Réunis à Kigali en marge des phases finales de la Basketball Africa League (BAL), responsables publics, acteurs financiers, représentants du secteur technologique et dirigeants sportifs ont souligné le rôle central de l’inclusion financière dans l’autonomisation économique des jeunes Africains.
Organisé sous la forme d’un Business Brunch consacré à l’innovation, à la jeunesse et à l’inclusion financière, la rencontre d’experts financiers et acteurs sportifs, en marge de la présente édition de la BAL, a mis en lumière la nécessité de renforcer les liens entre les infrastructures numériques et l’accès aux opportunités économiques.
Pour les participants, le défi ne se limite plus à la digitalisation des services. Il s’agit désormais de créer un environnement où les jeunes entrepreneurs peuvent accéder à des solutions financières simples, accessibles et adaptées à leurs réalités.
« Partout en Afrique, la nouvelle génération crée, entreprend et bâtit déjà des communautés. Notre responsabilité est de veiller à ce que les outils financiers répondent à leurs besoins et accompagnent leurs ambitions », a déclaré Coura Tine Sène, directrice régionale de Wave Digital Finance.
Elle a également souligné l’importance du partenariat entre Wave et la BAL. « Le sport constitue l’un des moyens les plus efficaces pour toucher et inspirer les jeunes. Cette collaboration nous permet de relier inclusion financière, entrepreneuriat et ambition de manière concrète », a-t-elle ajouté.
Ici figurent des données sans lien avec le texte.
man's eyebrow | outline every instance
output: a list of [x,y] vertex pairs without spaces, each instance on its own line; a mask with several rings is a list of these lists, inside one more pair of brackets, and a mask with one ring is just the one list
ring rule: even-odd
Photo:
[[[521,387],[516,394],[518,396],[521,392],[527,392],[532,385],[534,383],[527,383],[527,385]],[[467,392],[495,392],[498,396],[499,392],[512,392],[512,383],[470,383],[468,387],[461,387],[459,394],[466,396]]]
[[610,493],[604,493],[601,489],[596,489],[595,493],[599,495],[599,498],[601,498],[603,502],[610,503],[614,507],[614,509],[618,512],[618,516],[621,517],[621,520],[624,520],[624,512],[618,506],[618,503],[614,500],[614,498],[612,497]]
Le président de la BAL, Amadou Gallo Fall, a pour sa part insisté sur le potentiel du sport comme levier de développement économique. Selon lui, les grandes plateformes sportives peuvent favoriser les connexions entre talents, initiatives entrepreneuriales et opportunités d’investissement.
Les échanges ont également mis en avant le rôle des politiques publiques et des institutions financières. Yves Iradukunda, représentant du gouvernement rwandais, a estimé que l’innovation ne peut produire pleinement ses effets sans un accès réel aux services et aux usages numériques.
De son côté, Diane Karusisi, dirigeante de la Banque de Kigali, a rappelé l’importance de concevoir des solutions financières en phase avec les besoins quotidiens des populations afin d’élargir la participation économique.
Au-delà des débats, cette rencontre illustre une tendance de fond sur le continent : l’utilisation croissante des plateformes sportives et culturelles comme espaces de réflexion sur les grands enjeux économiques et sociaux de l’Afrique.